What Is Afrofuturism? A Quick Explanation

The term Afrofuturism is linked to Mark Dery who coined it in his 1994 article “Black to the Future.” He defined it as

“speculative fiction that treats African-American themes and addresses African-American concerns in the context of 20th-century technoculture — and more generally, African-American signification that appropriates images of technology and a prosthetically enhanced future.”

The term only managed to classify a concept that had been around for so long. Sun Ra, a famed jazz musician, composer and bandleader is often the first name that comes to mind when describing the term Afrofuturism because of his fantastical aesthetic, ideas, and space-themed music.

Fast forward to May 18, 2010. Janelle Monae’s Archandroid album is released and immediately the artistic representation of Afrofuturism has evolved for all to see and hear. This intensively creative work manages to capture Afrofuturism in its full form with Monae’s story centered around the future and a messianic android.
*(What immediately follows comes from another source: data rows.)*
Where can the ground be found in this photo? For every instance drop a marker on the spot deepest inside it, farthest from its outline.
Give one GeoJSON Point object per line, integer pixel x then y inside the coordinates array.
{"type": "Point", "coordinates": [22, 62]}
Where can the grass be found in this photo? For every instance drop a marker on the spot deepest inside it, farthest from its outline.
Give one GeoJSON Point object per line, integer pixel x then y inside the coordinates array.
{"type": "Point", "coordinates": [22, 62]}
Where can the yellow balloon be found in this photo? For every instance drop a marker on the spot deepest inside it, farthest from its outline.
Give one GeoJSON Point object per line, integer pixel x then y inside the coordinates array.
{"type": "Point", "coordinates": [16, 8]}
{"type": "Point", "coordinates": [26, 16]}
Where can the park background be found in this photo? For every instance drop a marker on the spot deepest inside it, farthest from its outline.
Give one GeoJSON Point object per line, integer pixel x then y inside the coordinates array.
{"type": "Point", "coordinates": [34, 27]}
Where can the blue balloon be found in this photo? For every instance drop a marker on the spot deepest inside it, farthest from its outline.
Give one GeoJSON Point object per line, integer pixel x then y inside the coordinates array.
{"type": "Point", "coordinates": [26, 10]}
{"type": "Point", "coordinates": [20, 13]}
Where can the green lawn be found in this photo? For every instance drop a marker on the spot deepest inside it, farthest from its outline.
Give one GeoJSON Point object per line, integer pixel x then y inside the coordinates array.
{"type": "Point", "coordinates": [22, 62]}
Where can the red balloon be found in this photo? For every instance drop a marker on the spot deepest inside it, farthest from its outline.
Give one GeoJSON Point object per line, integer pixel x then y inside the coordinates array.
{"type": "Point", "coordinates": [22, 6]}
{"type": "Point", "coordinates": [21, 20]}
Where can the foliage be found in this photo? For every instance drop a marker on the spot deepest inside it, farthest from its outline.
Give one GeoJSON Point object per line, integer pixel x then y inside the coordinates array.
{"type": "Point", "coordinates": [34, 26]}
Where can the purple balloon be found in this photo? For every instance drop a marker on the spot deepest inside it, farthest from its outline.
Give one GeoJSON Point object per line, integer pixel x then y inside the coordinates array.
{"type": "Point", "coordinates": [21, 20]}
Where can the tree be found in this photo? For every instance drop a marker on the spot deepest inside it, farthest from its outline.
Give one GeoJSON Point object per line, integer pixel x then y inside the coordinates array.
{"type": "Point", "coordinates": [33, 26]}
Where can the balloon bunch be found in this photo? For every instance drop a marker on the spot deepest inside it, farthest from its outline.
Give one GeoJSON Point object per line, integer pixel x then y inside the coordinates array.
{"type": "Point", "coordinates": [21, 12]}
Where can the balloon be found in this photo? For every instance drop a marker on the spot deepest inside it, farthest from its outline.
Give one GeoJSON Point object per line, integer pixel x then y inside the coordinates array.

Afrofuturism_Janelle Monáe - The ArchAndroid
Janelle Monáe – The ArchAndroid

From art to music to writings, Afrofuturism does not conform to a single medium. Rather, it seeks to celebrate black culture far from the usual depiction of pain, suffering, and retelling of stories about slavery.

2018 has seen the release of Black Panther, a Marvel Studios movie based on the 1966 comic character of the same name created by Stan Lee and Jack Kirby. The movie features a dominantly black cast, Ryan Coogler (a black director) and Ruth Carter (a black costume designer) and tells the story of an African prince turned superhero king. This dominance of people of African descent in huge roles has been virtually unheard of in Hollywood and the commercial success of the movie has brought Afrofuturism into the spotlight with even greater intensity.

Defining Afrofuturism

So, away from Mark Dery’s definition, what really is Afrofuturism? As some describe, it is the merging of Afrocentrism with science fiction, historical fiction, magic realism, and fantasy. But what makes Afrofuturism so different is its separation from colonizer influences, choosing only to center itself in black culture.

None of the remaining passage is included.